Parole tombali su un acquisto che aveva gettato nel panico il panorama culturale italiano e internazionale. Anche perché, come dice ancora Stepanov alla FAZ, egli non ha alcun esemplare del contratto nei propri uffici moscoviti e dichiara di non aver alcun contatto con i Festari da oltre sei mesi, nonostante essi sostengano di averlo sentito lo scorso 25 dicembre, circostanza che egli smentisce seccamente alla FAZ dicendo di essersi “ritirato” dalla compravendita.

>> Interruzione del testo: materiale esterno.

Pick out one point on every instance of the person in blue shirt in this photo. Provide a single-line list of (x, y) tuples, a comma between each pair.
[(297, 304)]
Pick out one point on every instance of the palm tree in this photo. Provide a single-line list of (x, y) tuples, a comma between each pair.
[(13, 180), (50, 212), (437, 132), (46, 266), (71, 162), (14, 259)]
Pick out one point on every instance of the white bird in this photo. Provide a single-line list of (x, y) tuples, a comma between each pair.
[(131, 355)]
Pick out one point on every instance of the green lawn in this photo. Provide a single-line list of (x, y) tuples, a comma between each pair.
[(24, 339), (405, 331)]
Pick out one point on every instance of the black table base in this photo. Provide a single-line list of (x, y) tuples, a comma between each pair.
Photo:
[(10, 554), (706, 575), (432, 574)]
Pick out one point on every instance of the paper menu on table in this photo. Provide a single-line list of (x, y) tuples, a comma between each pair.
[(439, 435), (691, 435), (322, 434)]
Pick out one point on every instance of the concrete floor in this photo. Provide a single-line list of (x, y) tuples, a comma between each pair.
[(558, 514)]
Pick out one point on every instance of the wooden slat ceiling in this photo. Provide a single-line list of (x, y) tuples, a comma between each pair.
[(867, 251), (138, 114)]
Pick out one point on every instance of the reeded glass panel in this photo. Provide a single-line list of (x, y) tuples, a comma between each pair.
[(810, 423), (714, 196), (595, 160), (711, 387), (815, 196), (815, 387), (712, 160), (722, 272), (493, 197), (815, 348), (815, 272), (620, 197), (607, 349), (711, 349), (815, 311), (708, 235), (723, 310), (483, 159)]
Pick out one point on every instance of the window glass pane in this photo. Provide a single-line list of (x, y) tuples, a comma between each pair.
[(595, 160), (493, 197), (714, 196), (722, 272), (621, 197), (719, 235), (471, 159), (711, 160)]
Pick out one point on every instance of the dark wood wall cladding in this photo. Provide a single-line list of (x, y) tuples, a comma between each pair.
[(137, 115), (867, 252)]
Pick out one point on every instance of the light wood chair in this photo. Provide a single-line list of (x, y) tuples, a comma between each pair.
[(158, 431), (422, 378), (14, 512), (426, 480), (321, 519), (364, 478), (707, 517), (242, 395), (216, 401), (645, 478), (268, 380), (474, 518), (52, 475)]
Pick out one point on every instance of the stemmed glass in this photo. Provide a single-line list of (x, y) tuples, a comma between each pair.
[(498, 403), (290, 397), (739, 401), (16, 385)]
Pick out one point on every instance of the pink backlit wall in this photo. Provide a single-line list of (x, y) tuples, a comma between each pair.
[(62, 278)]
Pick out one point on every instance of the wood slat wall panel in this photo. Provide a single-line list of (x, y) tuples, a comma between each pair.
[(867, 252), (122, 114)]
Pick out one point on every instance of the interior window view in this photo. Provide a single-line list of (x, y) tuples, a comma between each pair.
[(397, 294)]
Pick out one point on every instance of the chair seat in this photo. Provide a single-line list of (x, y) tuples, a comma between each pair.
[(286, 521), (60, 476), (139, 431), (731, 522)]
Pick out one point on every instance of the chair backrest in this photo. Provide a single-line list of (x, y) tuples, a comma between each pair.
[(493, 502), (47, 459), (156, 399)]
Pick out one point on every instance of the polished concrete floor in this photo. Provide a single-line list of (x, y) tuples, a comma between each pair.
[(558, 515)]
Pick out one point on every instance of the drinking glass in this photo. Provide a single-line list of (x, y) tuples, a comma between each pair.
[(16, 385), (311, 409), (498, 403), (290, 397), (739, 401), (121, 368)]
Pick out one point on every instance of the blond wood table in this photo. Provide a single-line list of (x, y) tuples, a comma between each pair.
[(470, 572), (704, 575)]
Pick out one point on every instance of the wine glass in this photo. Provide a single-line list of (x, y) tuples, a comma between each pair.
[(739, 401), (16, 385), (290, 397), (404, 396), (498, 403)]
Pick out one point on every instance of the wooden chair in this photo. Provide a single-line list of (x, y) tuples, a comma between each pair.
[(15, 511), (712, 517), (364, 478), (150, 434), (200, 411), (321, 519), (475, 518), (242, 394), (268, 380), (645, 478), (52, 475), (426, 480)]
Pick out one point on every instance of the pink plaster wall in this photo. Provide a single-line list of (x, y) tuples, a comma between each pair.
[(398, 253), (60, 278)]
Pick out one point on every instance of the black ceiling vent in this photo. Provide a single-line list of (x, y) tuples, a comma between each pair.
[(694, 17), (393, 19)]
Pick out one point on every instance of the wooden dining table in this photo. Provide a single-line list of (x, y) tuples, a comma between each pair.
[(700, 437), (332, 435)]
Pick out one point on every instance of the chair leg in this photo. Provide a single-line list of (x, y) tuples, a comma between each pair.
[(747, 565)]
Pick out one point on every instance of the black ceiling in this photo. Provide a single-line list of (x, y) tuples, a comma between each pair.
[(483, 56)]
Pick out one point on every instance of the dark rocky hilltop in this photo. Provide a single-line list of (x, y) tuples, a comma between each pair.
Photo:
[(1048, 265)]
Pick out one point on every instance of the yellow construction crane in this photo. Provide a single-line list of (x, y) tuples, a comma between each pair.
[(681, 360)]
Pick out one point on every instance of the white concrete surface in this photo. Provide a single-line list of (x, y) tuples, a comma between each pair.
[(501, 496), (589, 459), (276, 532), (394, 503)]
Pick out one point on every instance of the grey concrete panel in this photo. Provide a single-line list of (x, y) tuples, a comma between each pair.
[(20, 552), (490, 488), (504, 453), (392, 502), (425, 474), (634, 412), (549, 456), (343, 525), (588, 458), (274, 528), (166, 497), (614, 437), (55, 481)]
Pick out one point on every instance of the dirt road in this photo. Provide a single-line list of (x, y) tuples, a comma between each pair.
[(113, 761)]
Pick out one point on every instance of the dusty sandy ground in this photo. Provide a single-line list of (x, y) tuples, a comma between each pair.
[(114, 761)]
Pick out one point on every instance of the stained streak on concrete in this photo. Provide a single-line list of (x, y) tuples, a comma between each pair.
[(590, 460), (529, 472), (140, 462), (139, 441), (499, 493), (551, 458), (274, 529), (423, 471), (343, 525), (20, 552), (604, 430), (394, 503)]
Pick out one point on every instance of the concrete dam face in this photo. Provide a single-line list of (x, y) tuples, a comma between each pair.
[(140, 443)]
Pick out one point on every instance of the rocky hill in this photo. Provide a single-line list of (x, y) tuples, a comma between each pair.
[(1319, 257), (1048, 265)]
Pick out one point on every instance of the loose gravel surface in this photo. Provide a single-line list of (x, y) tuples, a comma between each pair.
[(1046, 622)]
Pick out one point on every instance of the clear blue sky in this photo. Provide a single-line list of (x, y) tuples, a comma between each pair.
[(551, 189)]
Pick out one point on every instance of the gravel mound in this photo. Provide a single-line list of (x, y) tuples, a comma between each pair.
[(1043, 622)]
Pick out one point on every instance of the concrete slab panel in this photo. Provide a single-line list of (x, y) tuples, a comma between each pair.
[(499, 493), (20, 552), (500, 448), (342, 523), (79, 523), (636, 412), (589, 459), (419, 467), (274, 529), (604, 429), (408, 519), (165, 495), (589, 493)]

Ora la famiglia intende richiedere una smentita a Stepanov, e – come riporta un loro comunicato – “nel caso in cui tali dichiarazioni non venissero smentite, non aspetterebbero un minuto di più a segnalare la questione alla magistratura al fine di tutelare la propria posizione sull’intera vicenda”. Mentre il legale della famiglia, vista la ritirata del russo, annuncia l’interesse di un acquirente americano, il tutto assume il tono della farsa, quasi l’involontaria sceneggiatura di un film di Totò. Aspettiamo un novello Zavattini per ridere della storia sul grande schermo.